El Malasuerte

Cuando Malasuerte en Tijuana se publicó en 2009, en medio de la guerra del expresidente Felipe Calderón contra el narcotráfico, escribí:  “si no estuviéramos tan cansados de tanta violencia en México, podríamos pensar en mejor suerte para esta novela y para la violencia urbana”.  Veintitrés años después, la violencia ya casi es lo cotidiano.

El Malasuerte es el detective privado protagonista de tres novelas de Hilario Peña (Mazatlán, Sinaloa, 1979): Malasuerte en Tijuana (2009), La mujer de los hermanos Reyna (2011) y Juan Tres Dieciséis (2014), reunidas en un solo volumen en 2019 con el título Detective Malasuerte (Editorial Océano).

El Malasuerte es Tomás Peralta, pelirrojo, feo, “pero de buen cuerpo” que nació un día trece y es pendenciero y supersticioso. Dejó su pueblo en Sinaloa después de hechos violentos contra los caudillos locales, entre ellos el tío Canelo y la hija del caudillo Agustín Zamora, Sandy “quien expedía olores nauseabundos que apestaban los lugares donde ella estaba”.
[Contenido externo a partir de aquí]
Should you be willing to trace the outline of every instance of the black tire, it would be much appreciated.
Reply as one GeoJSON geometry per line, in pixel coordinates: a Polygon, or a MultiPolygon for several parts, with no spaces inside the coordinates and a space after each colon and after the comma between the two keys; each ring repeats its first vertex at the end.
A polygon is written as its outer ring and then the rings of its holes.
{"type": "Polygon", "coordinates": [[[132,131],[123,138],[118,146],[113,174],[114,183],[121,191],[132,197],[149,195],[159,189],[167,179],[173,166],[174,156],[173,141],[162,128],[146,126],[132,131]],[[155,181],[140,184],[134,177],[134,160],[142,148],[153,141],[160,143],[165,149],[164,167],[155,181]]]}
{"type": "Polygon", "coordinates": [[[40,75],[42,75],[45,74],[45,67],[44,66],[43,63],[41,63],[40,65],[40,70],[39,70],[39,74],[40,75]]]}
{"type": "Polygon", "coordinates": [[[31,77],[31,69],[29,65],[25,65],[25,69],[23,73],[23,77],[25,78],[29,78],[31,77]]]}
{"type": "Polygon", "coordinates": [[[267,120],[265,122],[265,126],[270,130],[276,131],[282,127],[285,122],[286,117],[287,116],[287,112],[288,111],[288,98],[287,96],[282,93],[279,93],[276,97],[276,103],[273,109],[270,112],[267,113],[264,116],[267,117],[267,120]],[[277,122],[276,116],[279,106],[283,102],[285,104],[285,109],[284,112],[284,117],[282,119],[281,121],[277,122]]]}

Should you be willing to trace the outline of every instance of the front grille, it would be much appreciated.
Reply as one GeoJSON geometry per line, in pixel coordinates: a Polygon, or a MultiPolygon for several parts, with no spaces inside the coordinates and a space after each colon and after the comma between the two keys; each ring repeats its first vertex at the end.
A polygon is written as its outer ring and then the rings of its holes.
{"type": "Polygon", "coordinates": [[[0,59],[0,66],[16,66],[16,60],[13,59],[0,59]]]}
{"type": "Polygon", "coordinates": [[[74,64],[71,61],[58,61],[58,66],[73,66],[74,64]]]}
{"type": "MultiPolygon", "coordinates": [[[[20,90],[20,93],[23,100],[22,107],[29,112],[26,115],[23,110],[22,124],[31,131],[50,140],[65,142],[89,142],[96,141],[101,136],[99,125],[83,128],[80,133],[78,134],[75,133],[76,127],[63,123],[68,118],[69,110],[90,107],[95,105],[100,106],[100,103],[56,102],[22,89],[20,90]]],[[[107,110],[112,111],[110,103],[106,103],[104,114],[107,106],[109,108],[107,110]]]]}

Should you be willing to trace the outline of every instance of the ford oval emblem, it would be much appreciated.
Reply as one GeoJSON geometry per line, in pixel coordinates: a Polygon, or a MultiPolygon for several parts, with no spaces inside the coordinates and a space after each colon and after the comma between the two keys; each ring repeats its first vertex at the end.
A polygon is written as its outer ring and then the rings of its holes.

Después de divertidas complicaciones violentas, llegó a Tijuana, en una sesión de la Discoteca Mondo para escoger strippers. el dueño don Antonio lo contrató para ser el encargado de la puerta de entrada, posición que le agradó por el poder de decidir quién entraba y quién no.  Malasuerte comenzó a hacer “encarguitos” a don Antonio. Uno de ellos fue conseguir unas fotografías de un fotógrafo Alfredo Molina y aquí la situación se enredó. Luego el Duende, Benito Esparaza lo buscó y también Wilfrido Barbosa, el padre de Julieta, y Héctor el Panda. Y así es que el Malasuerte encontró su verdadera vocación y empezó su carrera como detective privado.

Se podría decir que los personajes que rodean a el Malasuerte son ya casi icónicos en ciertos ambientes, como la Ramona y los torteros, una interesante y divertida variedad muy sui géneris de pillos, prostitutas, gánsteres, homosexuales, en suma, toda clase de delincuentes, que el autor describe, sin parodias y sin exageraciones y que alivianan la carga sórdida de los ambientes donde se mueven.

El Malasuerte parece revivir cada vez que lo atacan y no sabemos cómo pero siempre está consciente de que sabe que es lo que está pasando y acaba solucionándolo.

Hilario Peña ha dicho que la novela policial es un arma de denuncia, pero que no había que presentarla como un sermón. ¡Bien por esto!

Hilario Peña. Mazatlán, Sinaloa, 1979.

Peña, Hilario. Malasuerte en Tijuana. México: Debolsillo. 2009. 261 págs.